Occasionally one of the dead, someone who had just completed the crossing, would mistake the city for heaven. It was a misunderstanding that never persisted for long. What kind of heaven had the blasting sound of garbage trucks in the morning, and chewing gum on the pavement, and the smell of fish rotting by the river? What kind of hell, for that matter, had bakeries and dogwood trees and perfect blue days that made the hairs on the back of your neck rise on end? No, the city was not heaven, and it was not hell, and it certainly was not the world. It stood to reason, then, that it had to be something else. More and more people came to adopt the theory that it was an extension of life itself–a sort of outer room–and that they would remain there only so long as they endured in living memory. (p.7)There's a city -- the City -- where the dead go after their deaths; a city of subways and newspapers, parks and bars, vagrants and wealthy retirees. Lately, the population has increased at an alarming rate, but the City expands to accommodate the newcomers. The L. Sims News and Speculation Sheet (prop. Luka Sims) runs features about the virus that has killed so many -- a virus that may have been deliberately created and released as an act of war.

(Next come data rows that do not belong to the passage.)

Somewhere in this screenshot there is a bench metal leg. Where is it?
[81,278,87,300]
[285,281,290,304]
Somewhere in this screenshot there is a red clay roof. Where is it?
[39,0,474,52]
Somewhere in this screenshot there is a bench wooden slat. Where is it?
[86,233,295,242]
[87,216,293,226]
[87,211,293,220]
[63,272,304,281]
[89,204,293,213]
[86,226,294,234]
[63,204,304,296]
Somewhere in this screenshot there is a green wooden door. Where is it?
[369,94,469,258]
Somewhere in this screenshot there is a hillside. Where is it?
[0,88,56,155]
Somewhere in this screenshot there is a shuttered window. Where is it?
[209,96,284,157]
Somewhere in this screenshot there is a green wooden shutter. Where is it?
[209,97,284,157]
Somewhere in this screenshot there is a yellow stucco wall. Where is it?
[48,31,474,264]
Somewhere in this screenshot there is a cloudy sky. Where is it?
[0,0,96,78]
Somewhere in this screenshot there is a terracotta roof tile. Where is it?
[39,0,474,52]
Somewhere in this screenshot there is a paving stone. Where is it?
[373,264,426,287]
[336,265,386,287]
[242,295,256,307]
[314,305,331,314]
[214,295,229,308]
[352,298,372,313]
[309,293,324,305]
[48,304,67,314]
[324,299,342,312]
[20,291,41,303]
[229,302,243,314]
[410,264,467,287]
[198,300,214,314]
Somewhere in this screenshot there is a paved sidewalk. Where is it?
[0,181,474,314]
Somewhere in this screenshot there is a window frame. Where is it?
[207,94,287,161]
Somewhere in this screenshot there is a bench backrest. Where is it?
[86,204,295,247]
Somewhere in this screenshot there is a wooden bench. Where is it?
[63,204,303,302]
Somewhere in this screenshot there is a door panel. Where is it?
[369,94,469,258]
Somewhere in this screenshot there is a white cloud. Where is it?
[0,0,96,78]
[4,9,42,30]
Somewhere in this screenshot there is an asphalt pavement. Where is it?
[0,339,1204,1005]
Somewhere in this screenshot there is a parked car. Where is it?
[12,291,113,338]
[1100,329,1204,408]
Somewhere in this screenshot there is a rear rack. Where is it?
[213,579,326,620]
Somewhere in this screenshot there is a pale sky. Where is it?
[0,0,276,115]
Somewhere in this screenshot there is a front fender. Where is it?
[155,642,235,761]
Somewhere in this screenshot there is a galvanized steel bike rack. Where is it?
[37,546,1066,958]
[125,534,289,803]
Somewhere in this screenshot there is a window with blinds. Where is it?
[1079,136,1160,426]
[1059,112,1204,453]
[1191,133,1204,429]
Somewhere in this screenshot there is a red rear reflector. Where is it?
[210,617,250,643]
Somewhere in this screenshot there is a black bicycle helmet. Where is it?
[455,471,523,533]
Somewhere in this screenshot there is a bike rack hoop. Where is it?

Meanwhile, in Antarctica, Laura Byrd ekes out a solitary existence in a remote base. She's the wildlife expert on a Coca-Cola-funded expedition to seek out the freshest, purest water on earth. (Sheer coincidence that this happens just as the threat of biological warfare hits critical.) Her two colleagues have set off on the sled to make contact with the larger base on the western rim of the Ross Sea, leaving Laura to drift through her memories and watch the wildlife.
There is no wildlife.
Brockmeier explores notions of death (and life) from the viewpoints of several people in the City: Luka Sims the newspaper editor; Coleman Kinzler, religious zealot, who's searching the City for traces of the Wandering Jew; Michael Puckett, Laura's Antarctic colleague, who's trying to calculate just how many people (a thousand? ten thousand? more?) he's met in his life; Marion Byrd, Laura's mother ... It's partly a mystery: why are we here? What's the dull drumming, like a heartbeat, that underpins city life? How did the virus spread so quickly? Why does everyone I meet know someone that I know? What happens next?
A beautiful book, and a fascinating exercise in philosophy: as bleak as the Antarctic landscape, as complex and vibrant as City life.